Jakarta – Google has announced the addition of 24 new languages to be included in its translation platform, i.e. Google Translate. This was conveyed at the Google I/O 2022 conference.
Quoting Engadget, Google CEO Sundar Pichai said the expansion allows the company to cover the languages spoken by more than 300 million people.
So, Pichai said, the total number of languages supported by Google Translate has currently reached 133.
Pichai attributes the breakthrough to a new artificial intelligence (AI) monolingual learning approach, in which Google’s translation algorithm learns portions of text without first looking at the sample.
In his blog, Isaac Caswell, Senior Software Engineer, Google Translate states that nearly 300 million people speak the new languages they added.

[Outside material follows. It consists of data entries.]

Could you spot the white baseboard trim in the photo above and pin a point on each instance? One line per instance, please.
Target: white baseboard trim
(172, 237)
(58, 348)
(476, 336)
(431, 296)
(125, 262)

“Like Mizo, which is used by around 800,000 people in India’s far northeast, and Lingala, which is used by over 45 million people across central Africa,” Caswell said.
Additionally, Native American languages (Quechua, Guarani, and Aymara) and dialects of English (Sierra Leonean Krio) have also been added to Google Translate for the first time.
Caswell added, although their new machine learning technology isn’t perfect.
“We will continue to improve this model to provide the same experience you normally would with Spanish or German translations, for example,” Caswell said.
Following….
List of new languages on Google Translate
Here is a complete list of the new languages now available on Google Translate, quoted on the official blog:
- Assamese, spoken by about 25 million people in northeastern India
- Aymara, used by around two million people in Bolivia, Chile and Peru
- Bambara, used by around 14 million people in Mali
- Bhojpuri, used by around 50 million people in northern India, Nepal and Fiji
- Dhivehi, used by around 300,000 people in the Maldives
- Dogri, used by around three million people in northern India
- Ewe, used by approximately seven million people in Ghana and Togo
- Guarani, used by around seven million people in Paraguay and Bolivia, Argentina and Brazil
- Ilocano, used by approximately 10 million people in the northern Philippines
- Konkani, used by around two million people in central India
- Krio, used by around four million people in Sierra Leone
- Kurdish (Sorani), spoken by about eight million people, mostly in Iraq
- Lingala, used by approximately 45 million people in the Democratic Republic of Congo, Republic of Congo, Central African Republic, Angola and Republic of South Sudan
- Luganda, used by around 20 million people in Uganda and Rwanda
- Maithili, used by around 34 million people in northern India
- Meiteilon (Manipuri), used by about two million people in northeast India
- Mizo, used by around 830,000 people in northeast India
- Oromo, used by about 37 million people in Ethiopia and Kenya
- Quechua, used by approximately 10 million people in Peru, Bolivia, Ecuador and neighboring countries
- Sanskrit, spoken by about 20,000 people in India
- Bicycles, used by around 14 million people in South Africa
- Tigrinya, used by approximately eight million people in Eritrea and Ethiopia
- Tsonga, used by around seven million people in Eswatini, Mozambique, South Africa and Zimbabwe
- Twi, is used by approximately 11 million people in Ghana.